Forget its seemingly attractive valuation or yield. This stock is probably heading lower as there are growing concerns it may need to do an emergency capital raising in the not-too-distant future.
It is a very unfortunate time for Vocus to be seen as "cum-cap raise" given where the stock is as companies going cap in hand to the market will typically need to sell stock at a discount to the market price.
Fears that it will need to do a cap raise has intensified recently on reports that Vocus may not be able to sell its New Zealand assets at the price that it wants and it needs the cash to give the company more breathing space under its debt covenants.
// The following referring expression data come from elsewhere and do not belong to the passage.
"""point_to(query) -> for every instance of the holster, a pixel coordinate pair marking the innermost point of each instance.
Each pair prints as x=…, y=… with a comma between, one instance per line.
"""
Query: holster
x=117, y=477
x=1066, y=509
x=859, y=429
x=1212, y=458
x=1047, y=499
Buyers smell blood in the water.
UBS thinks the bids for the assets could be as low as around $250 million, which is around half of what the business was initially thought to be worth.
If Vocus is forced to accept a low-ball bid, it probably won't have enough buffer to keep the group comfortably under its debt covenant and this in turn could cast doubts on its ability to get refinancing by the end of this financial year.
A cap raise in this environment will be a very painful experience for shareholders. Not only is the stock a castaway in the sin-bin, the entire sector is under a cloud as investors have lost their appetite for telcos. You only need to need to look at the miserable share price performance of Vocus' peers like Telstra Corporation Ltd (ASX: TLS) and TPG Telecom Ltd (ASX: TPM)!
Vocus management has said it will only sell the New Zealand business at an appropriate price but buyers know they have the upper hand in any negotiation.
However, UBS has calculated that it makes better financial sense for Vocus to raise capital than to sell the assets at around $250 million.
But Vocus' dilemma is not a binomial outcome. The broker points out that it could seek and receive relief from its lenders to lift its debt covenants.
That could buy Vocus more time but that may be a fruitless endeavour unless the group can turn itself around and return to the path of profit growth.
I would stay away from telcos for now.